Association Between Upper Gastrointestinal Bleeding and Antithrombotic Medication Use

Medication Adjusted odds ratio Crude odds ratio

Aspirin alone

1.8

2.4

Clopidogrel (Plavix) alone

1.1

3.1

Vitamin K antagonist alone

1.8

2.2

Dipyridamole (Persantine) alone

1.9

2.4

Aspirin plus clopidogrel

7.4

12.6

Aspirin plus vitamin K antagonist

5.3

6.4

Aspirin plus dipyridamole

2.3

3.1

Association Between Upper Gastrointestinal Bleeding and Antithrombotic Medication Use

View Table

Association Between Upper Gastrointestinal Bleeding and Antithrombotic Medication Use

Medication Adjusted odds ratio Crude odds ratio

Aspirin alone

1.8

2.4

Clopidogrel (Plavix) alone

1.1

3.1

Vitamin K antagonist alone

1.8

2.2

Dipyridamole (Persantine) alone

1.9

2.4

Aspirin plus clopidogrel

7.4

12.6

Aspirin plus vitamin K antagonist

5.3

6.4

Aspirin plus dipyridamole

2.3

3.1

Conclusion: The authors conclude that combination antithrombotic therapy is increasingly common and is associated with high rates of gastrointestinal bleeding.

Source

Hallas J, et al. Use of single and combined anti-thrombotic therapy and risk of serious upper gastrointestinal bleeding: population based case-control study. BMJ. October 7, 2006;333:726–8.

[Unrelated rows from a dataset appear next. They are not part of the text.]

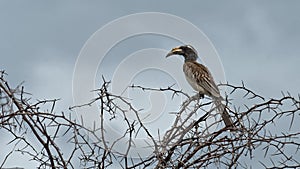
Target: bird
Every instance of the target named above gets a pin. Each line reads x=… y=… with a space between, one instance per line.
x=201 y=80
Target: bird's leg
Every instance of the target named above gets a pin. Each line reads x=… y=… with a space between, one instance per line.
x=200 y=95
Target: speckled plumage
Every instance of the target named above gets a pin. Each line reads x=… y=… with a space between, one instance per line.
x=200 y=78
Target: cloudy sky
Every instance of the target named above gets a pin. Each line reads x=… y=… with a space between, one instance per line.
x=257 y=42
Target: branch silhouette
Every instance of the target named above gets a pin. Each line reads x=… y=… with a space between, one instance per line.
x=266 y=131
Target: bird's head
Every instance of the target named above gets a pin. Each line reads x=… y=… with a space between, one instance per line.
x=187 y=51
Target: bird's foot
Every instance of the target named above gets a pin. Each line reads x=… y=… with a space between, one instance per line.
x=200 y=96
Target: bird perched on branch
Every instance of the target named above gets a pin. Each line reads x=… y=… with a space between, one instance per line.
x=201 y=80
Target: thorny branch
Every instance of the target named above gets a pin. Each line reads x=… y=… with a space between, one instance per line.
x=266 y=134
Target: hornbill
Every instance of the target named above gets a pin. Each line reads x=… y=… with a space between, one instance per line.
x=201 y=80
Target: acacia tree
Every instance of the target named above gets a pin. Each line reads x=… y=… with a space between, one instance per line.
x=189 y=142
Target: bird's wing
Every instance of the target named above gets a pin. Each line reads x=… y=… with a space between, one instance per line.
x=202 y=77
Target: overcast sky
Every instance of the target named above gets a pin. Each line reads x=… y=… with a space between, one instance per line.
x=257 y=41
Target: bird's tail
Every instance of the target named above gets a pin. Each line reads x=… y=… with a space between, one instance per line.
x=225 y=115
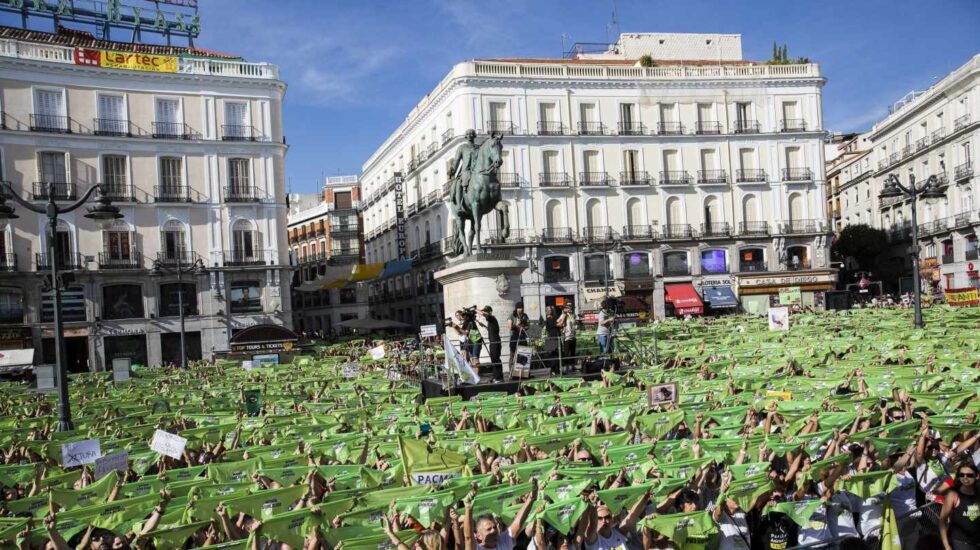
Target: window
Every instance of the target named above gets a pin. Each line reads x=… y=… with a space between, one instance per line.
x=246 y=297
x=11 y=305
x=714 y=261
x=675 y=263
x=53 y=167
x=122 y=302
x=112 y=116
x=170 y=299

editor's note: This study is particularly useful to family physicians because it was conducted in the “real world” of community practice without the extensive patient exclusions that are common in clinical trials.1,2 In addition to being more typical of the patients with multiple comorbidities seen in family practice, patients in the study had access to over-the-counter medications. This makes the crude odds ratio for aspirin plus clopidogrel particularly frightening. As we aim for better control of international normalized ratios, physicians must remain vigilant in watching for adverse effects, particularly subtle indications of gastrointestinal bleeding.—a.d.w.

 

REFERENCES

1. Steinhubl SR, Berger PB, Mann JT III, Fry ET, DeLago A, Wilmer C, et al. Early and sustained dual oral antiplatelet therapy following percutaneous coronary intervention: a randomized controlled trial. JAMA. 2002;288:2411–20.

2. Peters RJ, Mehta SR, Fox KA, Zhao F, Lewis BS, Kopecky SL, et al., for the Clopidogrel in Unstable angina to prevent Recurrent Events (CURE) Trial Investigators. Effects of aspirin dose when used alone or in combination with clopidogrel in patients with acute coronary syndromes: observations from the Clopidogrel in Unstable angina to prevent Recurrent Events (CURE) study. Circulation. 2003;108:1682–7.